Thus, it has become a moot point whether Moscow has or has
not yet realized the then president Vladimir Putin's
four-year-old idea of forming an "energy club" within the
SCO framework. Effectively, a matrix is developing among
the SCO countries (involving member countries as well as
"observers") in the field of energy cooperation. It has
several templates - China on the one hand and Kazakhstan,
Uzbekistan and Turkmenistan on the other; Russia-China;
China-Iran; Russia-Iran; Iran-Pakistan; and, of course
Russia's traditional ties with the Central Asian states.
(If the current Iranian plan for an oil pipeline linking
the Caspian Sea and the Gulf of Oman materializes soon, yet
another template may be formed involving Iran, Russia,
Kazakhstan and Turkmenistan.)

Arguably, so far these vectors have not collided with each
other, despite the prognosis of Western experts that
Russian and Chinese interests in the Central Asian and the
Caspian region will inevitably collide [2]. Moscow seems to
be quite comfortable with the idea that the Chinese are
accessing the region's surplus energy reserves rather than
the US or EU countries. As a commentator put it, "Russia is
also doing its damnedest to keep Europe out of Central Asia
... In Central Asia, it's starting to look as if Moscow
and, to a lesser extent, Beijing ... may have already
outmaneuvered Europe." [3]

SCO gatecrashes the Hindu Kush

Less than three years ago, a leading American expert on the
Central Asian region, Dr Martha Brill Olcott of the
Carnegie Endowment for International Peace, described the
SCO as "little more than a discussion forum". Olcott said,
"Today, the Shanghai Cooperation Organization does not pose
any direct threat to US interests in Central Asia or in the
region more generally." [4]

That was a debatable point even three years ago, more so
now. What seems to have happened is that the US simply has
had no choice but to learn to live with a unique regional
organization that insists on keeping it excluded. Any
regional body that includes Russia and China cannot but be
of interest to Washington. No doubt, SCO has been an object
of intense curiosity for US regional policies through the
past decade. American diplomats did all they could to
debunk it in its formative years. Finally, Washington
reconciled. This was evident from the fact that eventually
the US began making efforts of its own, vainly though, to
gain observer status in the SCO.

The list of participants at the SCO summit in Yekaterinburg
testifies to the SCO's steady evolution as an influential
regional and international body. Curiously, the list of
participants includes Mahinda Rajapaksa, president of Sri
Lanka, as a "dialogue partner". In terms of realpolitik,
SCO has broadened its reach to the Indian Ocean region.
Clearly, it is a matter of time before Nepal, Myanmar
Bangladesh and Sri Lanka are associated with the SCO
processes one way or another. The SCO already has
institutionalized links with the 10-member Association of
Southeast Asian Nations.

A stage has come when the SCO's common stances on regional
and international issues are widely noted by the
international community and discussed threadbare by
regional experts. Quite likely, this year's statement will
reflect a common SCO position strongly endorsing the Sri
Lankan government's policy of rebuffing the Western
intrusive approach in terms of humanitarian intervention in
the island's current problem affecting displaced Tamils.

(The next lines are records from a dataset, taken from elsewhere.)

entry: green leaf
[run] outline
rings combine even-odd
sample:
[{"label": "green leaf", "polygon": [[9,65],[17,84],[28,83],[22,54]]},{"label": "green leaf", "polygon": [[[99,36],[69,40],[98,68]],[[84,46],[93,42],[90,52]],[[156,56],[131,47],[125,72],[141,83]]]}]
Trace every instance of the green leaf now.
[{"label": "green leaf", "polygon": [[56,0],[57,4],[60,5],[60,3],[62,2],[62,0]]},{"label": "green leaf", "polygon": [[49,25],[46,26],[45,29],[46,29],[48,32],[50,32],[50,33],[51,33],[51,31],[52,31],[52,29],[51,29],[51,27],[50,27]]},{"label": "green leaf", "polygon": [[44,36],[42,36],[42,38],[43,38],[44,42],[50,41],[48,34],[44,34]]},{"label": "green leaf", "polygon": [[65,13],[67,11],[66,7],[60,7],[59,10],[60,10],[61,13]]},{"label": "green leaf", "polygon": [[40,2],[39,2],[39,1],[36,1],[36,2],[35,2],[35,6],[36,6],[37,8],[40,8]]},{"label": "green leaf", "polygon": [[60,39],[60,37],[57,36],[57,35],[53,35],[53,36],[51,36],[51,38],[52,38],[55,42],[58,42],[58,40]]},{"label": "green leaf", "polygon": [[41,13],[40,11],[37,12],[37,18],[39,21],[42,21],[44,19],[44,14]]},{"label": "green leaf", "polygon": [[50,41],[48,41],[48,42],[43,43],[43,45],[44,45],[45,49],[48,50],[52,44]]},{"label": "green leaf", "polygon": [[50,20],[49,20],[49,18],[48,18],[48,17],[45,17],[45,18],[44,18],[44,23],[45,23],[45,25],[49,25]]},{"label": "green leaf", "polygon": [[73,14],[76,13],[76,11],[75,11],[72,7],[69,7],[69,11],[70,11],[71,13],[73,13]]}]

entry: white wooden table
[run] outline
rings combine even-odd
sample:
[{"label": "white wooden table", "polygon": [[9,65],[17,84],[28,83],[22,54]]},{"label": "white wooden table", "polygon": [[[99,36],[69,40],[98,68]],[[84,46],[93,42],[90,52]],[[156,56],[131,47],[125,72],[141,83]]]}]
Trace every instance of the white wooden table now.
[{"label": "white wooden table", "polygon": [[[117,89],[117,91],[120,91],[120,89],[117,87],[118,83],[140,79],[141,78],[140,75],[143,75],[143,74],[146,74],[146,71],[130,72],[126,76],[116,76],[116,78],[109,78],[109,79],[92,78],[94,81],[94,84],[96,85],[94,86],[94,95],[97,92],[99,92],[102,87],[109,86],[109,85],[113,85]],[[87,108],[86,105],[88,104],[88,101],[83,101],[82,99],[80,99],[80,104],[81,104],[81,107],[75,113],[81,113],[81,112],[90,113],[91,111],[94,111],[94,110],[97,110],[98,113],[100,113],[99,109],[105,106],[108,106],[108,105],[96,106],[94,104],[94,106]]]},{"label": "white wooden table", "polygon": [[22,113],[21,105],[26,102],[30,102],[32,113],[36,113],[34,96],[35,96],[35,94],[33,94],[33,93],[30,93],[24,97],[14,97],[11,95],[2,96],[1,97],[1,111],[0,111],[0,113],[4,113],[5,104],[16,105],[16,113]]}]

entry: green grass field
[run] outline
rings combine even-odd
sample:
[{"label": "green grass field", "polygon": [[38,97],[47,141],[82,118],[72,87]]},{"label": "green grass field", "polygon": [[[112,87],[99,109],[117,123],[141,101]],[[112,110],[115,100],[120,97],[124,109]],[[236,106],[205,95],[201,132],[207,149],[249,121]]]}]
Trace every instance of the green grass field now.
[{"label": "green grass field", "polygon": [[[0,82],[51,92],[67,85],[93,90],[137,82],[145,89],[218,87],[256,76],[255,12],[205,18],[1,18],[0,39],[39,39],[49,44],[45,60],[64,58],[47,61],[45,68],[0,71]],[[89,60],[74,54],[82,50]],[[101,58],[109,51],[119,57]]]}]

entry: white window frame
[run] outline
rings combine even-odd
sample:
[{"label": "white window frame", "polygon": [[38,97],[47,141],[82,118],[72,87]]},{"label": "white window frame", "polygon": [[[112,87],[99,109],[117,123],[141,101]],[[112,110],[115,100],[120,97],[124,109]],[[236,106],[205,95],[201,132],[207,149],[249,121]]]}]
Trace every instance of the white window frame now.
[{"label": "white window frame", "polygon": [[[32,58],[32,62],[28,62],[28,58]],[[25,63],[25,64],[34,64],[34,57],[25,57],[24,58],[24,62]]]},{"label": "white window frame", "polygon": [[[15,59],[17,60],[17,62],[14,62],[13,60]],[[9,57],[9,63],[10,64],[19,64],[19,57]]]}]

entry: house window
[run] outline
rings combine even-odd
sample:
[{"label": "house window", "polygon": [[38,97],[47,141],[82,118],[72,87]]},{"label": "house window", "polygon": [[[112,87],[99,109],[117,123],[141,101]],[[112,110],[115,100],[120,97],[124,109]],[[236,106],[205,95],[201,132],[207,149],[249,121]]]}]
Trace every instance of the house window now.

For Colombo, the SCO support will come as a much-needed
shot in the arm in warding off Western pressure in the
period ahead. Already in the United Nations Security
Council, Colombo depends on the robust support of Russia
and China, both veto-holding powers from the SCO.

Again, the SCO's formulations this year on the North Korean
and Iran nuclear problems will be read with interest. Last
year's statement on the conflict in the Caucasus was widely
discussed by regional experts.

During the past year, the SCO has virtually gatecrashed
into the Afghanistan problem, so much so that it is going
to be counter-productive for Washington to shut out the
regional body altogether from the Hindu Kush. The SCO has
rapidly built on its nascent idea of a "contact group" with
Kabul. It has maintained a smooth working relationship
with the government led by President Hamid Karzai. If
anything, Karzai's recent difficulties with North Atlantic
Treaty Organization (NATO) capitals have prompted him
to reach out to Moscow.

United States pressure on Karzai to keep him away from the
SCO is unlikely to work again. Karzai will be present at
the Yekaterinburg summit meeting. His vice presidential
running mate, Karim Khalili, recently visited Moscow.
Karzai's other running mate, Mohammed Fahim, has old links
with Russia's security agencies.

The SCO conference on Afghanistan held in Moscow on March
27 was primarily intended to challenge the US's monopoly
over conflict resolution in Afghanistan, though its focus
was on the problem of drug trafficking. It followed three
years of futile efforts by the SCO to forge a partnership
with NATO for the stabilization of the Afghan situation,
which Washington kept frustrating.

Finally, the US was compelled to attend the Moscow
conference lest Russia and China dissociate from similar
American-sponsored forums on Afghanistan. The conference
has opened a window of opportunity for regional powers to
get involved with Afghanistan's stabilization, independent
of US strategy. Countries like India, which are being left
out of the loop, will find the SCO as a useful framework to
work with. (India will be represented at the SCO summit for
the first time ever at the level of the prime minister.)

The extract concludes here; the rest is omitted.